La « grande misère » de l'art sacré

Les artistes flamands et italiens opèrent la première importante déchirure dans l'iconographie religieuse en ouvrant à la conscience de l'homme, à ses luttes, à ses passions, le champ du sacré. À partir de la Renaissance, le « divorce » s'inscrit dans les faits, même si des œuvres admirables sont encore peintes et sculptées avec l'approbation des papes, sous leur mécénat parfois éclairé, souvent arbitraire. Les thèmes religieux ne sont plus que l'un des éléments constitutifs de l'art, puis, de plus en plus, un prétexte, comme le démontrent ces paysages fantastiques de Patinir (1480-1524), où l'on découvre une minuscule figure de saint perdue parmi d'immenses rochers, ou ces gigantesques toiles dans lesquelles Carpaccio, en exécutant une commande sur le thème de la Légende de sainte Ursule (1495, galerie de l'Académie, Venise), illustre avec un extraordinaire bonheur pictural les fastes de Venise.

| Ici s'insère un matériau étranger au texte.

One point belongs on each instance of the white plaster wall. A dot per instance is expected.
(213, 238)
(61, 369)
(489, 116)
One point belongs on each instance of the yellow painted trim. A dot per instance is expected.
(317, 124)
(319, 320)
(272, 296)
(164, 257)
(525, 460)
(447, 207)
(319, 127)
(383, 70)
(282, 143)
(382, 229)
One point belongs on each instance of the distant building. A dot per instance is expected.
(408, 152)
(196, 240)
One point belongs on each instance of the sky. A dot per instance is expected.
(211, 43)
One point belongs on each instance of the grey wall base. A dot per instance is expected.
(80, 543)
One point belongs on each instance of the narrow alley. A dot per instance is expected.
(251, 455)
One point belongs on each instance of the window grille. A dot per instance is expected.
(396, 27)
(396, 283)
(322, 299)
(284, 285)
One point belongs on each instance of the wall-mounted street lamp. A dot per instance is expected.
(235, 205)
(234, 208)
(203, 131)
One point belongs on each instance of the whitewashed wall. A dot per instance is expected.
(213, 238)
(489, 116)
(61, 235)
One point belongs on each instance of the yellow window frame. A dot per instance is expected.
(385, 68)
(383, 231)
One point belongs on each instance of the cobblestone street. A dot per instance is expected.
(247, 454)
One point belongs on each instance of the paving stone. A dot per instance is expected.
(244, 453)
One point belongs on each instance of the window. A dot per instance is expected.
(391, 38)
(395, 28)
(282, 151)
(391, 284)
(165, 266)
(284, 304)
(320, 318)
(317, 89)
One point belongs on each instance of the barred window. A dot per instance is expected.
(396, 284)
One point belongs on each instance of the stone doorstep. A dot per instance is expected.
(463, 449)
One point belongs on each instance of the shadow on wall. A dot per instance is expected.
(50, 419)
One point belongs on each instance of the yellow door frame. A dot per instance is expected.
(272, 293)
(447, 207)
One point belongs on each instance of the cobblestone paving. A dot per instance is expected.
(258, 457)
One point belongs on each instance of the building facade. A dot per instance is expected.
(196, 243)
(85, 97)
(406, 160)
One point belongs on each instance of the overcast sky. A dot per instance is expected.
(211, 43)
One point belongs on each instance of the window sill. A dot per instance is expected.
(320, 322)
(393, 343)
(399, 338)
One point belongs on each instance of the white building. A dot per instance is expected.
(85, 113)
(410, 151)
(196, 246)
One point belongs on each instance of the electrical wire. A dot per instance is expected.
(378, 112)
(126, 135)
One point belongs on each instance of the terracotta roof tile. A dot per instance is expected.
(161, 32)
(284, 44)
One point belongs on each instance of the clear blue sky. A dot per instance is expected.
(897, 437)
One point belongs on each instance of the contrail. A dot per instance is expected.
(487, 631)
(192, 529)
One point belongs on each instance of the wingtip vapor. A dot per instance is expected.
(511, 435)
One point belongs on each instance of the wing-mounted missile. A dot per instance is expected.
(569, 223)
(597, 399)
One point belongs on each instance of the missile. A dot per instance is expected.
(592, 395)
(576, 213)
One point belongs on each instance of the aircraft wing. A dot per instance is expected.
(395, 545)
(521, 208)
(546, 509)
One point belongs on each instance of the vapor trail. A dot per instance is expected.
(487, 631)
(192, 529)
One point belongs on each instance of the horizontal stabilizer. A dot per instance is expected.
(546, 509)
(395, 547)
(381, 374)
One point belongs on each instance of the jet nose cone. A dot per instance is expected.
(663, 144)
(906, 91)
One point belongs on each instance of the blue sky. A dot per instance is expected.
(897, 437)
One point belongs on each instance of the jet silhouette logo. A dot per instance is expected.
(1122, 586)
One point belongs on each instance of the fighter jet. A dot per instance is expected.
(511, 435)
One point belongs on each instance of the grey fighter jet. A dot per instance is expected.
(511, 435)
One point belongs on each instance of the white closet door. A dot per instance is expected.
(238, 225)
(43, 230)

Du xvie au xviie s., il est clair, en tout cas, que se consomme la fin d'un mouvement cohérent et collectif dans l'art sacré. Le sacré, en matière d'art, sera désormais affaire de destinées solitaires, de génies individuels et discutés car soumis aux « lectures », souvent contradictoires, du sens du sacré.

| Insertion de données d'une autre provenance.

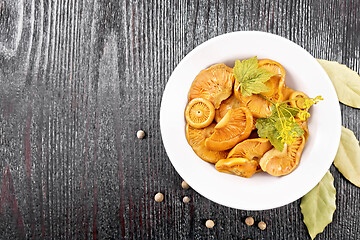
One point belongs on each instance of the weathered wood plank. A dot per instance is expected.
(79, 78)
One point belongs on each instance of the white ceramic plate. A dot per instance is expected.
(261, 191)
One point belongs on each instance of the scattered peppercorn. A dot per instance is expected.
(184, 185)
(159, 197)
(249, 221)
(140, 134)
(186, 199)
(262, 225)
(210, 223)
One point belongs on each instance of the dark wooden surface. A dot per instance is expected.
(78, 78)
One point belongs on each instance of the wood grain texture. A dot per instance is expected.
(78, 78)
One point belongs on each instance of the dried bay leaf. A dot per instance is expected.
(347, 159)
(345, 81)
(318, 205)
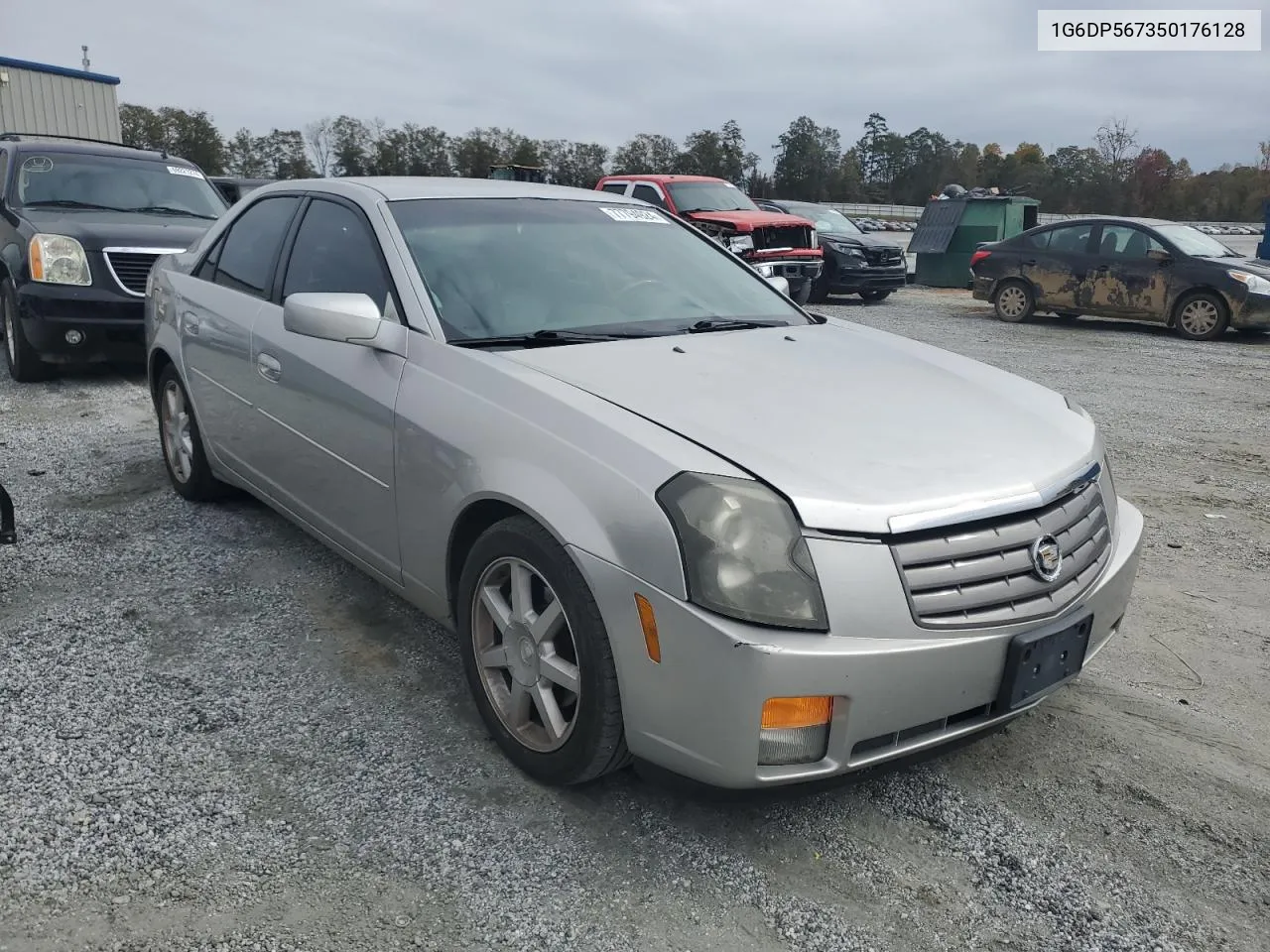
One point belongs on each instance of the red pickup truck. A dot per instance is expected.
(775, 244)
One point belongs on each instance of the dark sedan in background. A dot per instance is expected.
(853, 263)
(1141, 270)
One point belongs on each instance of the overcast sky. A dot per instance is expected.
(595, 71)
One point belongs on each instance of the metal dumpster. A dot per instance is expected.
(952, 229)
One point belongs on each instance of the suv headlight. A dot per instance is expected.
(743, 551)
(56, 259)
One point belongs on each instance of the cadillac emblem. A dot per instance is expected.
(1047, 557)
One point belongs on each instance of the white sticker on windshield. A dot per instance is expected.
(634, 214)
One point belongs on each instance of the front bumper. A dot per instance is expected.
(111, 322)
(899, 689)
(1254, 312)
(852, 281)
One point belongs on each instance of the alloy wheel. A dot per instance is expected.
(1199, 317)
(527, 657)
(178, 443)
(1012, 302)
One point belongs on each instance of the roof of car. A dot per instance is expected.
(51, 144)
(398, 188)
(666, 179)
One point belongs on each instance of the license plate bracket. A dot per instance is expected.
(1035, 661)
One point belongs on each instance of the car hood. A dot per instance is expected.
(98, 230)
(862, 430)
(748, 221)
(857, 240)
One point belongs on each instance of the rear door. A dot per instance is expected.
(1056, 263)
(217, 304)
(329, 405)
(1124, 282)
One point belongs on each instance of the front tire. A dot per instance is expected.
(1014, 302)
(1202, 316)
(538, 657)
(182, 443)
(23, 361)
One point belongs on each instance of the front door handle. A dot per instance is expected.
(268, 367)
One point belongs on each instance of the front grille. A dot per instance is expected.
(781, 236)
(131, 268)
(980, 574)
(883, 257)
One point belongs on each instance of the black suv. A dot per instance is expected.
(855, 263)
(80, 225)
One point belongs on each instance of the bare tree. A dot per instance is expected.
(1116, 141)
(320, 144)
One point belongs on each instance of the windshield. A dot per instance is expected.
(708, 197)
(499, 267)
(116, 182)
(1196, 243)
(828, 221)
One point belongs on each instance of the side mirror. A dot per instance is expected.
(348, 318)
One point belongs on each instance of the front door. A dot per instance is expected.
(1124, 282)
(330, 405)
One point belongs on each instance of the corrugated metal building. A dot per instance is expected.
(55, 100)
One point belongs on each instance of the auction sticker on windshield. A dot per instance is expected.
(633, 214)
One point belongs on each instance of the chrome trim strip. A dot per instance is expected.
(109, 264)
(318, 445)
(221, 386)
(976, 509)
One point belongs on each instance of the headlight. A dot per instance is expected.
(1256, 284)
(56, 259)
(743, 551)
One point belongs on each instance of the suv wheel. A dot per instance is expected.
(23, 362)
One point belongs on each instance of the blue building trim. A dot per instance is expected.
(59, 71)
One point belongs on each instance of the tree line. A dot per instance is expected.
(1114, 173)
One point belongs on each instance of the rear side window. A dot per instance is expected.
(248, 253)
(647, 193)
(335, 253)
(1039, 241)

La vision harmonieuse d'un Raphaël et celle tourmentée d'un Michel-Ange renvoient-elles précisément au même Dieu ? Les humbles personnages que sont les saints du Caravage et de Georges de La Tour peuvent-ils cohabiter avec les saints de Tiepolo ou de Rubens ? Le mysticisme maniéré et théâtral du Greco ne s'oppose-t-il pas à la profonde lumière intérieure des dernières œuvres de Rembrandt ? Ces questions, l'Église les a ignorées et n'a pas nourri une doctrine théologique qui s'était, durant des siècles, appuyée sur la fonction symbolique de l'image. Ne restent après cela que les contorsions équivoques du baroque (Sainte Thérèse, du Bernin, 1646, Sainte-Marie-de-la-Victoire, Rome), puis, au xviiie s., ce sera le vide, « la grande misère de l'art sacré ». Ce sera, enfin, au xixe s., la grisaille épuisée d'un Puvis de Chavannes, l'art décadent d'Hippolyte Flandrin (décor de Saint-Germain-des-Prés, 1842-1861), de Bouguereau (Vierge consolatrice, 1877, Louvre) et d'une foule d'artistes médiocres.

Le xxe siècle

En France, l'art sacré connaît un certain renouveau au début du xxe s. En 1919, à Paris, Maurice Denis fonde avec G. Desvallières les Ateliers d'art sacré. Les architectes concevront tout au long du siècle quelques sanctuaires dignes d'intérêt, de Perret (église du Raincy, 1922) à Le Corbusier (Notre-Dame-du-Haut, Ronchamp, 1950-1955) ou, plus récemment, Mario Botta (cathédrale d'Évry, 1995). Sur le plateau d'Assy, l'église (1937-1950) conçue par Novarina recevra des œuvres de différents artistes : Léger, Lurçat, Rouault, Bazaine, Chagall, etc.

À la fin du xxe s., une audacieuse politique de commandes à des artistes contemporains s'est mise en place, des vitraux de la cathédrale de Nevers (Claude Viallat, Gottfried Honneger, Jean-Michel Alberola et François Rouan) ou de l'abbatiale Sainte-Foy de Conques (Pierre Soulages) à la « gloire » minimaliste du chœur de Notre-Dame de Paris (Marc Couturier).